What is already known
Upon infection or injury, re-innervation of tissues is particularly important to restore sensory ability and promote wound healing. Whether adaptive immunity to the microbiota contributes to nerve regeneration is unclear.
What this research adds
To investigate if the microbiota could boost tissue protection, researchers studied mice colonized with Staphylococcus aureus — a bacterium that can exist as commensal for decades before behaving as a pathogen. The team found that tissue-resident immune cells elicited by S. aureus can promote neuronal repair after injury. An immune molecule called interleukin 17A was upregulated in injured neurons and promoted nerve regeneration.
Conclusions
The results suggest that the microbiota can promote neuronal repair after tissue damage. The findings may also lead to therapeutic approaches to help sensory recovery after injury.
When our body is injured, it has to restore all tissues, including peripheral nerves. New research done in mice shows that tissue-resident immune cells elicited by a commensal microbe can trigger neuronal repair upon injury.
The results, published in Cell, suggest that the microbiota can promote neuronal repair after tissue damage. The findings may also lead to therapeutic approaches to help sensory recovery after injury.
Re-innervation of tissues is particularly important upon injury or infection in order to restore sensory ability and promote wound healing. However, whether adaptive immunity to the microbiota contributes to nerve regeneration is unclear.
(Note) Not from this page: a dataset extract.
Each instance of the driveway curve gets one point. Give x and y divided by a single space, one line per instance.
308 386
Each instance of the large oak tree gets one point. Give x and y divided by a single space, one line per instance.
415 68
To investigate if the microbiota could boost tissue protection, researchers led by Yasmine Belkaid at the US National Institutes of Health studied mice colonized with Staphylococcus aureus — a bacterium that can exist as commensal for decades before behaving as a pathogen.
Stimulating immunity
S. aureus colonized the mice’s skin for weeks with no signs of inflammation. But when the microbe was injected inside the skin, it led to tissue damage, inflammation and increased immune responses, the researchers found.
S. aureus colonization induced a type of immune cells called T helper 17 cells, or Th17 — a subset of T cells that produce an inflammatory molecule known as interleukin 17 (IL-17). Th17 cells isolated from the skin of mice colonized with S. aureus expressed higher levels of genes related to neuronal regeneration, the researchers found.
What’s more, S. aureus colonization promoted the accumulation of Th17 cells that co-localized with sensory neurons within the skin.
Sensory recovery
Further experiments indicated that Th17 cells elicited by S. aureus promoted local nerve regeneration. IL-17A was upregulated in injured neurons, and it promoted the expression of genes implicated in multiple regeneration processes, including neuronal development and migration.
IL-17A also promoted the expression of genes implicated in wound healing and differentiation of skin cells. “IL-17A can directly signal to sensory neurons and induce a transcriptomic program related to neuronal and epithelial repair,” the researchers say. Investigating how the microbiota influences immunity and regeneration may provide new therapeutic targets for restoring tissue function upon injury, they add.
“Our finding that upregulation of the IL-17A/IL-17RA axis represents a conserved response in injured neurons opens the door to therapeutic approaches to potentiate sensory recovery after injury or to limit neuropathies in the context of diabetes and chemotherapy.”